Descendants of Blacks Enslaved by Indigenous People Push Back Against Renaming Columbus Day at County Hearing

Stefano Esposito and Nina Molina, Chicago Sun-Times, May 24, 2021

Cook County Commissioner Stanley Moore said Monday that before a vote can be taken on whether the county should change Columbus Day to Indigenous Peoples’ Day, major tribes in the U.S. should “acknowledge their role in the rich history of Black slaves.”

Moore, who said he is a direct descendant of a Choctaw Freedman, said tribes have unfairly denied descendants full tribal membership — and are excluding them from such benefits as education and housing assistance and casino profits.

“They are discriminating against us, and if they do not want to recognize the Freedmen and their descendants, they should no longer accept nor receive federal taxpayers’ dollars based upon the census population of the Freedman,” Moore said in a statement.


The Cherokee, Chickasaw, Choctaw, Muscogee [Creek] and Seminole nations were referred to historically as the Five Civilized Tribes, or Five Tribes, by European settlers because they often assimilated into the settlers’ culture, adopting their style of dress and religion, and even owning slaves. {snip}

Today, the Cherokee Nation is the only tribe that fully recognizes the Freedmen as full citizens, a decision that came in 2017 after years of legal wrangling.


Other descendants of Freedmen, mostly from Oklahoma, attended the meeting virtually and proposed postponing the vote. Many told their ancestors’ histories and their own encounters with racism perpetuated by their tribes.
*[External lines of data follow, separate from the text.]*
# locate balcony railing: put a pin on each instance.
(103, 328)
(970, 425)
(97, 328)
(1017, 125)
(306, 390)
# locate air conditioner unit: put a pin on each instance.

“I am extremely sensitive to the horrific treatment of indigenous people. In fact, Columbus himself is a powerful sign of white supremacy,” said Kristi Williams, a Creek Freedmen descendant and committee member for the Greater Tulsa African-American Affairs Commission. “But how can I be in support of commemorating the history and culture of my ancestors’ slave master?”